Switching to Windows Server Essentials 2016 - how does one handle folder / file ownership and security...

[AndyD]

Whenever I reformat or upgrade in place, the old installation leaves behind accounts that are then recognized as "S1-..."  and the owner of the files is unknown.

 

These are files / folders on other drives.  Is there some specific way to handle the migration so these permissions / owner settings is handled in the process?  Or do I have to claim ownership after the fact manually for each that needs changing while removing the ghost entries.
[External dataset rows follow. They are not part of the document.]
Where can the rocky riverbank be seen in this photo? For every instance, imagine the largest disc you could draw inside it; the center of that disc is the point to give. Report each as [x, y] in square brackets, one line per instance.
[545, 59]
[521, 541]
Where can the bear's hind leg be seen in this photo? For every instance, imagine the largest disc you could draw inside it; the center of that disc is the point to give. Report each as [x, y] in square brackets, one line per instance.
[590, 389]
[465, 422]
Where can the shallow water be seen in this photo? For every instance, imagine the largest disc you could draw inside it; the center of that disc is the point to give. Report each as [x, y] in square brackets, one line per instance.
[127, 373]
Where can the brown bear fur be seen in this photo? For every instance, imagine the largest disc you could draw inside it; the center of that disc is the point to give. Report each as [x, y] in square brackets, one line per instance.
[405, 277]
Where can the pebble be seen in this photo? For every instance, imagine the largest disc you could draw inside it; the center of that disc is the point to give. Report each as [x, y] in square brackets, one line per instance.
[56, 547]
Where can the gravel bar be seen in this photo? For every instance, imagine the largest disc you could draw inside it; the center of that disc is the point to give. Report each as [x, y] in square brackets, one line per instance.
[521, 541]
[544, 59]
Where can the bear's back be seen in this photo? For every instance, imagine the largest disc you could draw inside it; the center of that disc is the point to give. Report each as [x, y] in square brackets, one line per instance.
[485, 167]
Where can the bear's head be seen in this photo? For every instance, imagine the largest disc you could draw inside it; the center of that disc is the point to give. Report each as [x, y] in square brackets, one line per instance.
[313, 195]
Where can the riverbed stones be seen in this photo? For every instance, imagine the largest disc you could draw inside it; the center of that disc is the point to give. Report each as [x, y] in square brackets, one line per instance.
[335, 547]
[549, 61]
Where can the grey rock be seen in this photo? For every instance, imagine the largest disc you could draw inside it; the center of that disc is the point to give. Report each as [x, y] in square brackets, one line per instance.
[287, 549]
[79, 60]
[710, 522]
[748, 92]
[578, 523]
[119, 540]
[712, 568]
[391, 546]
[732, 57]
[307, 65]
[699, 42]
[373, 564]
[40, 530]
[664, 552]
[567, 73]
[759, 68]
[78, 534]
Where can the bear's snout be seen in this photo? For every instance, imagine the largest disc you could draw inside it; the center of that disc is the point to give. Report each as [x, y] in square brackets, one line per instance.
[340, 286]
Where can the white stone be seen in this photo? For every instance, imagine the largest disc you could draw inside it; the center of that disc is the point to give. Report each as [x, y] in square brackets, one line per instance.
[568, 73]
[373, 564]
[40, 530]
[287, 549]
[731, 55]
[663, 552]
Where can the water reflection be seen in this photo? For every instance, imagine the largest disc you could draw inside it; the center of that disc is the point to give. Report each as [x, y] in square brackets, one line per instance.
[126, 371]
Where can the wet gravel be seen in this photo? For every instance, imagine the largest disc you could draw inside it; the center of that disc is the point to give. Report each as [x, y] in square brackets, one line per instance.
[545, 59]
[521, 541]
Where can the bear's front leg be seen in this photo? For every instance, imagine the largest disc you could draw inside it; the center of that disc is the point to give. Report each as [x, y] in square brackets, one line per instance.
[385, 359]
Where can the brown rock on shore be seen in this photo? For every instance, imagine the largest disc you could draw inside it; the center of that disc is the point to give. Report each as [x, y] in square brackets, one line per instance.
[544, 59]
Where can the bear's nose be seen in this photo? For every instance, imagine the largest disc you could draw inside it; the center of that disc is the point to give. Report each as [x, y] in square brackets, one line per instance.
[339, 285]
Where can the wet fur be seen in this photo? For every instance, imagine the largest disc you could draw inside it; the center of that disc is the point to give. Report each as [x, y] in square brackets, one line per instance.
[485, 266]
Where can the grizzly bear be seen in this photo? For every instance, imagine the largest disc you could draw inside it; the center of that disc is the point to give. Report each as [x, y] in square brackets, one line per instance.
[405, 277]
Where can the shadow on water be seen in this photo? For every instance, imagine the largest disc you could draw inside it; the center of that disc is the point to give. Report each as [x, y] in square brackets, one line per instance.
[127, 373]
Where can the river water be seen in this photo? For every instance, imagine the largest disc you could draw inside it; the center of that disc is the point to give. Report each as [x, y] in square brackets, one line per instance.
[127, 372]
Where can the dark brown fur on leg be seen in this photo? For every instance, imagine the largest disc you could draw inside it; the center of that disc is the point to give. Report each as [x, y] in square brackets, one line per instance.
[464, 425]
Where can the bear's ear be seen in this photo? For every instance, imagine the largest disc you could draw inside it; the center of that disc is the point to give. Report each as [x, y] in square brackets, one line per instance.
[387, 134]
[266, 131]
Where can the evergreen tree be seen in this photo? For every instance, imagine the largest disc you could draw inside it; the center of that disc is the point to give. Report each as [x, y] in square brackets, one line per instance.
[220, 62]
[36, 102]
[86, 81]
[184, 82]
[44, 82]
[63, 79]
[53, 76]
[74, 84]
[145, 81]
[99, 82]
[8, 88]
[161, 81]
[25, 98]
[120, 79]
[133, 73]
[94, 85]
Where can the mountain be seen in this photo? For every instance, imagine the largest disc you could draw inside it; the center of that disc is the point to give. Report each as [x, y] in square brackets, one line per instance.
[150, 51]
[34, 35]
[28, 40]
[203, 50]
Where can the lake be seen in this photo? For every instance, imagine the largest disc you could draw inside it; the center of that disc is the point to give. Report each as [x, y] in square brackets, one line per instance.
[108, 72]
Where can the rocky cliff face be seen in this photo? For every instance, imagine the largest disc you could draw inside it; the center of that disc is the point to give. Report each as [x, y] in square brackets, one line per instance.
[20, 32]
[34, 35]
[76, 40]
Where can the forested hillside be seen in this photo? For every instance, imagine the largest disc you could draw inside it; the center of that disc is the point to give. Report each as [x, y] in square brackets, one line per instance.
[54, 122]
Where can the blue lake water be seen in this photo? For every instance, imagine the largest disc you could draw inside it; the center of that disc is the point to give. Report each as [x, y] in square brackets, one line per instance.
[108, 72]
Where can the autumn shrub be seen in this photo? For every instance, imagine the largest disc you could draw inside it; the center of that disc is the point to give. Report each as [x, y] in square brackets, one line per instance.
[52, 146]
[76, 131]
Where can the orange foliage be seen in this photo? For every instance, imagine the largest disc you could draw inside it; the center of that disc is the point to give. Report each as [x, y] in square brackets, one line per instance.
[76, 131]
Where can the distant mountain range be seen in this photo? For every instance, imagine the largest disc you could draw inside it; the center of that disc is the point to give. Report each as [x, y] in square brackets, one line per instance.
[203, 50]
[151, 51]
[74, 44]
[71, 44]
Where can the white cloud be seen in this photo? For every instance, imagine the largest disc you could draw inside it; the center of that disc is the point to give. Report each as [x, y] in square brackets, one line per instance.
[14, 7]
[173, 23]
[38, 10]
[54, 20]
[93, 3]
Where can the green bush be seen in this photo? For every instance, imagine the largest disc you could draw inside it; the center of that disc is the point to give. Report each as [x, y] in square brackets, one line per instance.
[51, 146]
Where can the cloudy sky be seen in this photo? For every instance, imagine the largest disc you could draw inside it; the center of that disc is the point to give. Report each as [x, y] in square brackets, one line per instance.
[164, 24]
Also network shares on folders - does it make sense to remove these

I've been doing this for years without really knowing if there is an appropriate way of handling

[TPreston]

If you do an upgrade to 2016 this wont happen. But when you wipe and load a DC you will have to reapply the security permissions the sid's no longer match even if the domain name is the same.

[AndyD]

I did an upgrade and saw the S1s and unknown owners.   I ended up having to image back to 2012 because of issues with my drives.  I'll likely try again in a few days and guess just manually go through the process.  I was wondering if there was a better way of handling it but doesn't seem like it's the case.

[Mando]

i get by it when migrating servers by using robocopy and the relative switches (Secfix etc) to copy the old ntfs perms over. Dont know if thats possible for you, is the 2016 server on the hardware that 2012 was?

 

If you are using the same shares, you can also extract the reg key from Lanmanager in the registry.

[AndyD]

Yeah, same hardware.  I'll give both a look.  Thanks!

[norseman]

  On 21/01/2017 at 21:17, Mando said:

i get by it when migrating servers by using robocopy and the relative switches (Secfix etc) to copy the old ntfs perms over. Dont know if thats possible for you, is the 2016 server on the hardware that 2012 was?

 

If you are using the same shares, you can also extract the reg key from Lanmanager in the registry.

Expand  

Robocopy is awesome. We were able to migrate 50+ TB from a Sun Thumper to an EMC Isilon 7 PB server with no permission issues. Made us pretty happy.

[Mando]

  On 22/01/2017 at 03:00, AndyD said:

Yeah, same hardware.  I'll give both a look.  Thanks!

Expand  

i can sort you with the switches to use, I kept a note of them at work, ill look them out. 

 

@norseman yep, as long as you remember the retry and wait switches, so if it cant manage a file or subdir, it will retry x amount of times after x amount of time, a total godsend combined with SECFIX etc. with Windows, i saved days of work by extracting the LANManager reg entries from the source file server and merged it into the registry of the new 2012 R2 server, so even the shares had the right perms  combined with robocopy, it saved literally 20 or so man hours.

 

@op due to it landing on same hardware, any way you could build a VM of the 2012 setup, run on a host and migrate your shares that way? as youll need both servers "alive" at the same time to use Robocopy.